ANTI-DNA ANTIBODIES

CLINICAL UTILITY:

Antibodies form against native, or double stranded (ds) DNA in patients with systemic lupus erythematosus (SLE), but not in other rheumatic diseases. The titer of the antibodies is helpful in monitoring treatment of SLE. High titers usually are associated with acute flares of naturally occurring SLE, especially in association with diffuse proliferative lupus nephritis. Titers often decrease with successful treatment.

The antibodies may play a significant role in the pathogenesis of the disease. Deposition of DNA-anti-DNA immune complexes in the kidney and other tissues is thought to be responsible for clinical manifestations of SLE.

METHOD DESCRIPTION:

The two methods used for detecting anti-dsDNA antibodies are the radioimmunoassay DNA-Binding test, and an indirect immunofluorescence screening test, using the protozoa Crithidia luciliae as substrate. In the DNA-binding test (Farr assay), the patient’s serum is incubated with 125-I-labeled dsDNA. The immunoglobulin fraction is precipitated with ammonium sulfate, and radiolabeled DNA bound to DNA antibodies appears in the precipitate. The amount of anti-DNA antibody present is expressed as the percent of radioactivity in the precipitate.

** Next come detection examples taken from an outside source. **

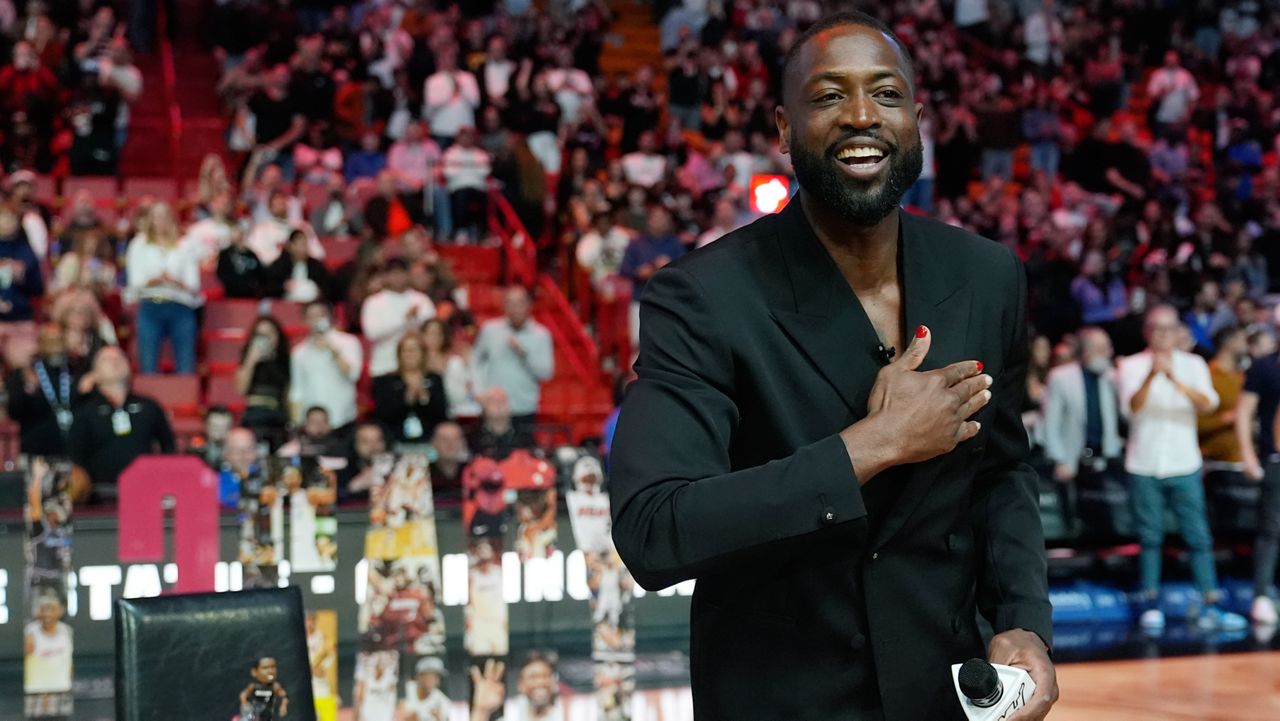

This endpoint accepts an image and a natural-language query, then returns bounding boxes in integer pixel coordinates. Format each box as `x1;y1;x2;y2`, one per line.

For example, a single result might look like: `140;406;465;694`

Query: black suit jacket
611;200;1052;721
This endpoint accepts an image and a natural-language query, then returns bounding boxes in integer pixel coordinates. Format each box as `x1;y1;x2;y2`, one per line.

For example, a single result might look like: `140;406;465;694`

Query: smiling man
611;14;1057;721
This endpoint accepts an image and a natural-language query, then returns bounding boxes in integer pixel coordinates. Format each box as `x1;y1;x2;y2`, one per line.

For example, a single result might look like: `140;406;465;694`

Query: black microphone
876;343;897;365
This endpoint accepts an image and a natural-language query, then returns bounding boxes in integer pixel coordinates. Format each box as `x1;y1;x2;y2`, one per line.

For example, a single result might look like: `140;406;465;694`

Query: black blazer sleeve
609;266;867;589
972;254;1053;644
371;373;408;438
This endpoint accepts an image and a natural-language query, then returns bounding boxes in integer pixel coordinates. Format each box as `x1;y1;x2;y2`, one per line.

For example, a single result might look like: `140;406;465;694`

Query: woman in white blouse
125;202;201;373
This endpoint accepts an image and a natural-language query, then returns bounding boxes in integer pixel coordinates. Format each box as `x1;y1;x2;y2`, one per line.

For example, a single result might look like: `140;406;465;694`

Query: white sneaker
1138;608;1165;631
1249;595;1280;626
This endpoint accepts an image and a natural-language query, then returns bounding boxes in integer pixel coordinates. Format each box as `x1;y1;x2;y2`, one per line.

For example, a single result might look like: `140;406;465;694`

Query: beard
791;133;924;227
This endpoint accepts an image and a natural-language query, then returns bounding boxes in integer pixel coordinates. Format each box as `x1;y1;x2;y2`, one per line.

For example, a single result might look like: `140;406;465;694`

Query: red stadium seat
205;338;244;375
63;177;120;207
133;374;200;416
205;298;257;341
205;375;244;416
122;178;182;205
320;238;360;270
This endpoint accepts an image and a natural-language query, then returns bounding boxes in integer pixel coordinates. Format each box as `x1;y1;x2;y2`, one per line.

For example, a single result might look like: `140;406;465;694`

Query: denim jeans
137;301;196;373
1129;470;1217;595
1253;460;1280;595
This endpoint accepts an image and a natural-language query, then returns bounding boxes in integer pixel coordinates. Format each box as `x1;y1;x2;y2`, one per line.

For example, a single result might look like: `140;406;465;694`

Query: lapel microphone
876;343;897;365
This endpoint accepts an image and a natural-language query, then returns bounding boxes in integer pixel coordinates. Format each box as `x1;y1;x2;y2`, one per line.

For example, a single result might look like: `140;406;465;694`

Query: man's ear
773;105;791;155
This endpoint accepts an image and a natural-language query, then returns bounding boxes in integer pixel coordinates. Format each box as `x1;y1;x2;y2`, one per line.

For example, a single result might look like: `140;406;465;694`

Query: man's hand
841;325;992;483
471;658;507;721
987;629;1057;721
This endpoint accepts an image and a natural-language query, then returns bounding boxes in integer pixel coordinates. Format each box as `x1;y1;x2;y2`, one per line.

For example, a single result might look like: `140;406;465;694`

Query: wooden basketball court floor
1048;652;1280;721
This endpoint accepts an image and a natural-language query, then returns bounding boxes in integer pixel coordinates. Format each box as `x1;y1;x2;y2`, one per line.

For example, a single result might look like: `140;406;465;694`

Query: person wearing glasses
1119;305;1248;633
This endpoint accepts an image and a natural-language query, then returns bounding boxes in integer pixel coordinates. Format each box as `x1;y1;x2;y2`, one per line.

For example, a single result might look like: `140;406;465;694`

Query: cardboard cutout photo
22;456;74;718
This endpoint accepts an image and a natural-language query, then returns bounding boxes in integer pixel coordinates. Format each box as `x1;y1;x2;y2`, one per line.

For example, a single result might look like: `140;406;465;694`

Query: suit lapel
771;198;970;548
872;211;972;549
771;198;881;419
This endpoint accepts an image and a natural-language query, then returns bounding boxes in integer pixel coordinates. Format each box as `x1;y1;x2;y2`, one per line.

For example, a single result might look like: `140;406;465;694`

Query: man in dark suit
611;14;1057;721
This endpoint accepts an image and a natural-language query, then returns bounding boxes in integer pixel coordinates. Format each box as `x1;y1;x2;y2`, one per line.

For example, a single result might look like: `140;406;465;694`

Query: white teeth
836;146;884;160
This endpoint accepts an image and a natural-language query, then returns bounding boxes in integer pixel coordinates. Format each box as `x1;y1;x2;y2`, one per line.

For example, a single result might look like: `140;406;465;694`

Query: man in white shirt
622;131;667;188
444;127;493;238
289;301;365;428
573;211;631;292
422;46;480;147
472;286;556;428
1147;50;1199;134
247;191;324;265
1119;305;1247;631
360;257;435;378
182;191;237;268
547;47;595;127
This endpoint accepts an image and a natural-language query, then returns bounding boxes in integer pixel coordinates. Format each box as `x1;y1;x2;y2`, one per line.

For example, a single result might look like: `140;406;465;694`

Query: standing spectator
68;347;175;501
360;257;435;378
50;288;116;366
474;286;556;429
8;323;83;456
422;318;480;417
479;35;516;111
248;190;324;265
125;202;204;373
182;191;239;268
1197;325;1249;464
236;315;291;448
468;385;535;461
372;333;449;443
49;229;119;300
375;122;453;238
431;420;471;501
343;131;387;183
618;205;685;348
573;208;634;288
545;46;595;127
0;205;45;360
1235;318;1280;626
1119;305;1245;631
422;45;480;149
0;41;63;167
365;170;425;241
444;127;493;239
1071;250;1129;325
1147;50;1199;134
266;231;333;304
218;228;266;298
1183;279;1235;353
289;301;365;428
1043;328;1124;532
338;420;387;501
622;131;667;190
248;63;307;179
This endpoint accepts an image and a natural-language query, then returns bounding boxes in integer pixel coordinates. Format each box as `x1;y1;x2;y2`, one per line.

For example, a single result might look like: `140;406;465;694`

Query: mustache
827;131;897;155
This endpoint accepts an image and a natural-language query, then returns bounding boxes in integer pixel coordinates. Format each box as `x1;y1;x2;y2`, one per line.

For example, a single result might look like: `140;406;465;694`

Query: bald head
223;428;257;476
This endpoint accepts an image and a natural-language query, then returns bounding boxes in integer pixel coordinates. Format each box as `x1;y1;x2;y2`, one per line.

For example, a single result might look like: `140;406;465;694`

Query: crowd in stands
0;0;1280;617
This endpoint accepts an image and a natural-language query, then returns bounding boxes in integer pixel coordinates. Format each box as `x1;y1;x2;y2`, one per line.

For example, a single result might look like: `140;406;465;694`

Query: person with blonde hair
125;202;202;373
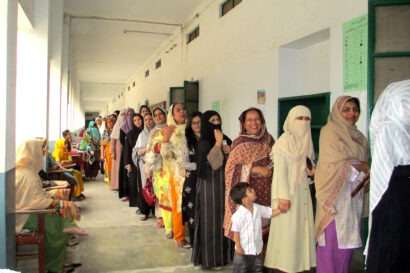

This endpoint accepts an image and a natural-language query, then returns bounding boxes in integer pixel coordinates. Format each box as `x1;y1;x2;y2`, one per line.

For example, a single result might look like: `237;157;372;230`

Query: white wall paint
16;0;50;147
109;0;367;138
0;0;17;171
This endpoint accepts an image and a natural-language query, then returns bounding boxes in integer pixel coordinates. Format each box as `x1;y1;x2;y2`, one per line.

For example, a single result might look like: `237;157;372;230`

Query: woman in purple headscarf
110;110;126;191
118;108;135;201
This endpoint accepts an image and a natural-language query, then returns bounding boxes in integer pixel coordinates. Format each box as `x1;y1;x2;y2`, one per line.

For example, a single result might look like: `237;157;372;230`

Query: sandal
177;239;191;248
64;263;83;268
157;219;165;228
67;239;80;246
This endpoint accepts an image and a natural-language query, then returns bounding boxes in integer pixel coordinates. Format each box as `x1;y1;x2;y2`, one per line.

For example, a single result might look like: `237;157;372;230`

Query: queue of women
16;80;410;273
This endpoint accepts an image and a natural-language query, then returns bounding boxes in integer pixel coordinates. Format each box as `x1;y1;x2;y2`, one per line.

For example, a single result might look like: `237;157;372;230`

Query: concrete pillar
48;0;66;142
0;0;18;268
16;0;51;145
60;15;72;130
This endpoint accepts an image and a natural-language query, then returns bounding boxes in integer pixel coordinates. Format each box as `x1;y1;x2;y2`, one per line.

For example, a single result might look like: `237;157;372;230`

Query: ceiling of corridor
64;0;201;112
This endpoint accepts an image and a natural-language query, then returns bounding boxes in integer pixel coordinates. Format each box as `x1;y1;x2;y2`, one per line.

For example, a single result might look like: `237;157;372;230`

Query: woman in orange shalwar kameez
100;116;114;184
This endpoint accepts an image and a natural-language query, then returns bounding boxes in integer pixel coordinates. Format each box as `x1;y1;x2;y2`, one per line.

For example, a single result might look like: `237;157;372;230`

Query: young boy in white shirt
229;182;280;273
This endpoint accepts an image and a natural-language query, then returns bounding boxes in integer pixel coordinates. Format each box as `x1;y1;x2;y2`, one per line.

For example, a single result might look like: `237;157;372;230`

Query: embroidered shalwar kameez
315;96;368;273
367;80;410;273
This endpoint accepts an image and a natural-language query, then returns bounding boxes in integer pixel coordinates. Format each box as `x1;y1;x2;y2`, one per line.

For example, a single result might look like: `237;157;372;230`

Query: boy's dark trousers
233;253;263;273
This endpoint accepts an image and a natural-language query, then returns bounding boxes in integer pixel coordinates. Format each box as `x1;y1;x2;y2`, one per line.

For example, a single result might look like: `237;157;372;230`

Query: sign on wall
343;14;368;92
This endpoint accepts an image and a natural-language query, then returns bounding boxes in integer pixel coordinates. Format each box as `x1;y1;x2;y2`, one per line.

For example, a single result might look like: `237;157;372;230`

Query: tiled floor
18;176;363;273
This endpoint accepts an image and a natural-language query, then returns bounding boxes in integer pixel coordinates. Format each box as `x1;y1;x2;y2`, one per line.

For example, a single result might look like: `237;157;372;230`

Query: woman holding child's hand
265;106;316;272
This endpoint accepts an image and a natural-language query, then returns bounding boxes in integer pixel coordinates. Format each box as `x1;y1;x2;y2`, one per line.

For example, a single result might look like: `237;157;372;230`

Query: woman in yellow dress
52;138;85;200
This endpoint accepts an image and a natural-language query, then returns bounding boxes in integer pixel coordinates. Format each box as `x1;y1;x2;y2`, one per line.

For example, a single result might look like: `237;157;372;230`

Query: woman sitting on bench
15;139;88;272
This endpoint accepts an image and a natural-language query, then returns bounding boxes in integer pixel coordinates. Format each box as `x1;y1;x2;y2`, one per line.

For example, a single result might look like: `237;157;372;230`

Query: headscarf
98;118;107;135
315;96;368;239
130;113;144;136
224;107;275;238
167;103;186;144
369;80;410;211
111;110;125;139
239;107;266;139
271;105;315;196
147;107;167;147
16;138;46;172
185;111;202;150
201;110;222;149
15;138;53;231
87;121;100;145
196;110;232;178
52;138;71;162
121;108;135;134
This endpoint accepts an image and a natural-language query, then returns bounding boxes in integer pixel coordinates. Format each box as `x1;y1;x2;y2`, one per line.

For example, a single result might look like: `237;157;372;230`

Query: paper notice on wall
343;14;368;92
256;89;266;105
212;100;221;114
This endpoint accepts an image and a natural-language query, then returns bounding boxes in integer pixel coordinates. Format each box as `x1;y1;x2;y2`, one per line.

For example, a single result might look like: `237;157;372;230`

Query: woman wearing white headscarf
265;105;316;272
15;138;87;272
110;111;125;191
367;80;410;273
315;96;370;273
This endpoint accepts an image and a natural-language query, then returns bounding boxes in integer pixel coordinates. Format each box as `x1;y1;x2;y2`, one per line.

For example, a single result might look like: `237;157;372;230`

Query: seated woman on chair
15;139;88;272
52;138;85;200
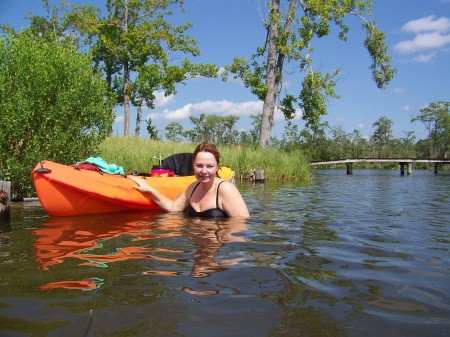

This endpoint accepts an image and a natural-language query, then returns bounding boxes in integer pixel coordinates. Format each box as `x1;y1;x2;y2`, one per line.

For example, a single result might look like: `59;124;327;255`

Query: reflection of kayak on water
33;212;179;269
32;212;246;290
32;161;233;216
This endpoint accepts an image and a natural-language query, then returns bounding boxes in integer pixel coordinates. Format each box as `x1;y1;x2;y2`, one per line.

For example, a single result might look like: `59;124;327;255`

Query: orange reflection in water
32;212;246;295
32;212;180;270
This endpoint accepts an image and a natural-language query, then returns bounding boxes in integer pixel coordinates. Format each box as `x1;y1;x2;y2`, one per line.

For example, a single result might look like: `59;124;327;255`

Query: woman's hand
128;176;152;193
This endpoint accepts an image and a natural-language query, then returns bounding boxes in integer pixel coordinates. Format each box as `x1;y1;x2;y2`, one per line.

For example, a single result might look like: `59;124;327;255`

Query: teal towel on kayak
77;157;125;175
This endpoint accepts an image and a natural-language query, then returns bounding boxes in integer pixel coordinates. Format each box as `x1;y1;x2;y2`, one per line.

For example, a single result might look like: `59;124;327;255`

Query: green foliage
146;118;159;140
411;101;450;157
0;32;114;196
64;0;219;136
223;0;396;147
165;122;184;142
371;117;393;158
100;137;311;181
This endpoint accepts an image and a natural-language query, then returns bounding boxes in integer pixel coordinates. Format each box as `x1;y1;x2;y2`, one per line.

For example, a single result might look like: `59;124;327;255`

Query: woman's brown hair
192;142;220;177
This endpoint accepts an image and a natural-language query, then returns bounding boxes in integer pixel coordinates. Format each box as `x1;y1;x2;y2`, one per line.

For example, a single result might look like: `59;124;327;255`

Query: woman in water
129;142;249;218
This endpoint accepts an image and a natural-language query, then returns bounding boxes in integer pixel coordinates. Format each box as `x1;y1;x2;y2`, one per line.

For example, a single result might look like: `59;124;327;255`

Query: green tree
186;114;239;145
65;0;218;136
224;0;395;148
0;31;114;196
145;118;159;140
371;117;393;157
411;101;450;158
165;122;184;142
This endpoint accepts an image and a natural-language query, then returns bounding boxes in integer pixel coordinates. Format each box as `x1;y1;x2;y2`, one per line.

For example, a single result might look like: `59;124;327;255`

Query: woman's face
194;152;219;183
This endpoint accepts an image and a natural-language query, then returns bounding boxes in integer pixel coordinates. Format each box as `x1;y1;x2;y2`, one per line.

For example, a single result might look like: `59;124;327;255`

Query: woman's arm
219;181;250;218
128;176;187;212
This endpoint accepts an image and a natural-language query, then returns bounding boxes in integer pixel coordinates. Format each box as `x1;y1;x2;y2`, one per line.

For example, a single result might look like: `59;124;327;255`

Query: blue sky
0;0;450;139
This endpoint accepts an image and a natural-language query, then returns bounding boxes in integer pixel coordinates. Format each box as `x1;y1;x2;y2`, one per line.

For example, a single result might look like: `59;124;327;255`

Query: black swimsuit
186;181;228;218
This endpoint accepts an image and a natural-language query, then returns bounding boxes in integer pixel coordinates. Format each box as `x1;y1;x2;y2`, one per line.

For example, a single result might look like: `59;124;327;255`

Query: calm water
0;170;450;337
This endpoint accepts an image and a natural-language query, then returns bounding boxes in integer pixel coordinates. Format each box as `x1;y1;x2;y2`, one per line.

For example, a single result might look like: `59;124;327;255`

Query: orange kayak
32;160;232;216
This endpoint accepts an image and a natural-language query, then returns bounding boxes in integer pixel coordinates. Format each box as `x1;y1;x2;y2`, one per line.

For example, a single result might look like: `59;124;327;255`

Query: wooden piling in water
347;163;353;175
0;181;11;221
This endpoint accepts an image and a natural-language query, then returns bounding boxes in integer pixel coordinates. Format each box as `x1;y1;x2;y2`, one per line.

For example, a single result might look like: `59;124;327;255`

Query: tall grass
100;137;311;181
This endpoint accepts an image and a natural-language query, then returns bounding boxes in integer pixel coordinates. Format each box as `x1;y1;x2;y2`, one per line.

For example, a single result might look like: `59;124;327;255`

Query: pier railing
310;158;450;175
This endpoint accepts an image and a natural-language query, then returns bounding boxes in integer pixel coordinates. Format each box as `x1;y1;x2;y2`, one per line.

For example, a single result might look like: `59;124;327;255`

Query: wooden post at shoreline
408;163;412;175
347;163;353;175
399;162;412;176
309;158;450;175
0;181;11;221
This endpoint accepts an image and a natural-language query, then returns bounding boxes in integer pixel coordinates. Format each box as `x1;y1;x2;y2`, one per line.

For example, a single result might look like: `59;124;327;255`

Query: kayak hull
32;160;195;216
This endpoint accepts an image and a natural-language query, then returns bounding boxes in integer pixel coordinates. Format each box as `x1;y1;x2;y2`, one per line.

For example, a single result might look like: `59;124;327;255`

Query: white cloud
394;15;450;55
155;91;175;108
413;52;436;63
402;15;450;33
402;104;411;112
145;100;302;121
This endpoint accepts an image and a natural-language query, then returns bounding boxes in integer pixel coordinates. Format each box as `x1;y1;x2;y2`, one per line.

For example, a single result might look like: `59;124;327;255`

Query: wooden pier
310;158;450;175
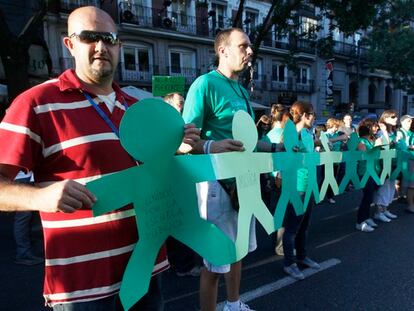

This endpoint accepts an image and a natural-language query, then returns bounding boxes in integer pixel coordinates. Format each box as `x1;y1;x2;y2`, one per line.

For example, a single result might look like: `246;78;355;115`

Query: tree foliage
0;0;51;113
367;0;414;93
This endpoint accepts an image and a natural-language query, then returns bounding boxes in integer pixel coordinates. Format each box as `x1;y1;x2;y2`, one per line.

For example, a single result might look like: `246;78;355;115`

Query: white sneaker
223;300;254;311
365;218;378;228
384;210;397;219
374;212;391;222
355;221;374;232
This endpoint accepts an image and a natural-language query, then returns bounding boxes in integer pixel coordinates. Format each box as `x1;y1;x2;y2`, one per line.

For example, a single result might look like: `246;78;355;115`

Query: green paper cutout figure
300;129;321;211
379;136;397;184
390;139;414;182
320;133;342;200
272;120;304;229
339;133;362;193
211;110;275;259
87;99;236;309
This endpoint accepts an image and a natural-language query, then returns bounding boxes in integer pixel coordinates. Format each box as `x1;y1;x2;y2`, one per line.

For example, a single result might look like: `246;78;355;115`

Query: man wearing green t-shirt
183;28;258;311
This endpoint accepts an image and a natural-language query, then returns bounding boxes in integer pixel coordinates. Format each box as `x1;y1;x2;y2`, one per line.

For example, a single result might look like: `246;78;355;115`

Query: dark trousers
283;199;314;267
357;178;378;224
167;237;201;272
53;274;164;311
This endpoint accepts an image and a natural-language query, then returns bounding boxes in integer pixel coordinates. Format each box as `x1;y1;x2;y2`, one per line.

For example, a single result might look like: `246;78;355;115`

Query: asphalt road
0;192;414;311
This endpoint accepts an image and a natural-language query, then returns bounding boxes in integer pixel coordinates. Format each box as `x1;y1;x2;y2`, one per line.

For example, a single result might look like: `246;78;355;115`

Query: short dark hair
214;27;244;58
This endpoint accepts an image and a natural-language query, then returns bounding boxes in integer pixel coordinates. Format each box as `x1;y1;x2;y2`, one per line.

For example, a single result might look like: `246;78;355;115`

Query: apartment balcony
60;0;101;13
270;78;293;91
334;41;369;60
167;66;200;85
119;2;196;34
253;75;267;91
297;39;316;54
118;62;159;84
295;80;315;94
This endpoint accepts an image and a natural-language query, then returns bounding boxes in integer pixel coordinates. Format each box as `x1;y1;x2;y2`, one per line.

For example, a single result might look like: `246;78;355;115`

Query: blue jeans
283;196;314;267
53;274;164;311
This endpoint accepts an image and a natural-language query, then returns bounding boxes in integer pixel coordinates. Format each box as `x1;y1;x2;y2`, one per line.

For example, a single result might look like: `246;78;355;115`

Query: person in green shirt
183;28;275;311
355;119;381;232
374;110;398;223
282;102;320;280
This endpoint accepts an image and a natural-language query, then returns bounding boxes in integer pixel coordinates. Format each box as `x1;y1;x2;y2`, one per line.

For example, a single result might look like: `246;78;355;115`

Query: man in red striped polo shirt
0;7;199;311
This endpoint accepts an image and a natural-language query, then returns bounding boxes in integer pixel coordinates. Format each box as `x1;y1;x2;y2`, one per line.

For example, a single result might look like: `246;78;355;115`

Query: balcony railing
270;77;315;94
118;62;159;84
167;66;200;84
334;41;368;59
270;78;293;91
297;39;315;54
119;2;196;34
60;0;100;13
295;80;315;94
253;75;267;91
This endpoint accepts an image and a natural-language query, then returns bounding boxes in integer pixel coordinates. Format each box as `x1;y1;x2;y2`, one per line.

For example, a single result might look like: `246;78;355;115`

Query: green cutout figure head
320;133;331;152
300;129;315;152
232;110;258;152
119;98;184;162
283;120;299;152
346;133;359;151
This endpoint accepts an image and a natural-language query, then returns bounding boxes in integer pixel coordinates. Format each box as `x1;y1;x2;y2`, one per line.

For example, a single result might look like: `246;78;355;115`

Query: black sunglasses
69;30;121;45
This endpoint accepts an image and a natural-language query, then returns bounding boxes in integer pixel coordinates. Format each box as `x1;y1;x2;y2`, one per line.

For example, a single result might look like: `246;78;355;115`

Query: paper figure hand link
87;99;236;309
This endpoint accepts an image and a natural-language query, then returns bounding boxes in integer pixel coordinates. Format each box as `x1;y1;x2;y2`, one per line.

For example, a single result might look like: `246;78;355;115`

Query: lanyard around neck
216;69;253;118
81;91;128;138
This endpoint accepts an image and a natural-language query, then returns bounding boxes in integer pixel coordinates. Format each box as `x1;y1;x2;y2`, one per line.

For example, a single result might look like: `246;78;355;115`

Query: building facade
0;0;414;116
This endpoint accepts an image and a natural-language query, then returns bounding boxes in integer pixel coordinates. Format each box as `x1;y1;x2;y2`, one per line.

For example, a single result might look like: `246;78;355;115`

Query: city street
0;192;414;311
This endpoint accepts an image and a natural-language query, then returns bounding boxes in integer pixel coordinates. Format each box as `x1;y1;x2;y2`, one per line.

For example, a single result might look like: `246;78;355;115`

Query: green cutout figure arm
86;166;140;216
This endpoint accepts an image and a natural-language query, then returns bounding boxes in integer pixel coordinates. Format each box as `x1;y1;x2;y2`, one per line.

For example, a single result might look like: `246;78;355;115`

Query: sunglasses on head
69;30;120;45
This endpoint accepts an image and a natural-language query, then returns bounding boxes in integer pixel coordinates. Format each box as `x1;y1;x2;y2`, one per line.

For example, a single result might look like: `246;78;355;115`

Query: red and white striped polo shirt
0;70;168;306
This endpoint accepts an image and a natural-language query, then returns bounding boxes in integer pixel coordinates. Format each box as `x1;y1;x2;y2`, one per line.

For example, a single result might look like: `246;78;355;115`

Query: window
299;16;318;39
171;0;189;26
170;49;195;75
211;3;227;29
272;62;287;82
121;44;153;81
296;66;309;84
243;11;258;34
253;58;263;81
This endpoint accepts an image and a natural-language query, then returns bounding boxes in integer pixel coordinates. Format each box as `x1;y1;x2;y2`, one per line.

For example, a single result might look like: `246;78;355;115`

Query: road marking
217;258;341;310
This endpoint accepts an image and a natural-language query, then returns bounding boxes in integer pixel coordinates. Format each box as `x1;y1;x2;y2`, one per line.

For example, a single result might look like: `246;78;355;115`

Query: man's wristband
203;140;213;154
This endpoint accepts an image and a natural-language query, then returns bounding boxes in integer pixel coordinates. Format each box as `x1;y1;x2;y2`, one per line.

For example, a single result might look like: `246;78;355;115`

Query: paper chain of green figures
87;99;414;309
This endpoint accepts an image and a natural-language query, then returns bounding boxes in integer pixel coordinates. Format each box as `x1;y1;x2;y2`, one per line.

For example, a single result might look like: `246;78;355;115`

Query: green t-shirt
183;70;254;140
326;132;342;151
358;137;381;176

In the Crithidia screen, anti-dsDNA antibodies in the patient’s serum attach to the substrate, a non-pathogenic hemoflagellate, Crithidia luciliae, on a microscope slide. Crithidia possess a kinetoplast in which is concentrated a large network of dsDNA. Antibodies to dsDNA are detected by fluorescence of the kinetoplast. Occasionally false positive Crithidia tests may occur due to the presence of antibodies to histone.

REFERENCE RANGE:

Anti-DNA Binding: <20% Binding is Normal. Crithidia screen: Negative

SPECIMEN REQUIREMENTS:

Anti-DNA Binding: 0.5 ml serum, frozen. Crithidia screen: 0.5 ml serum, frozen.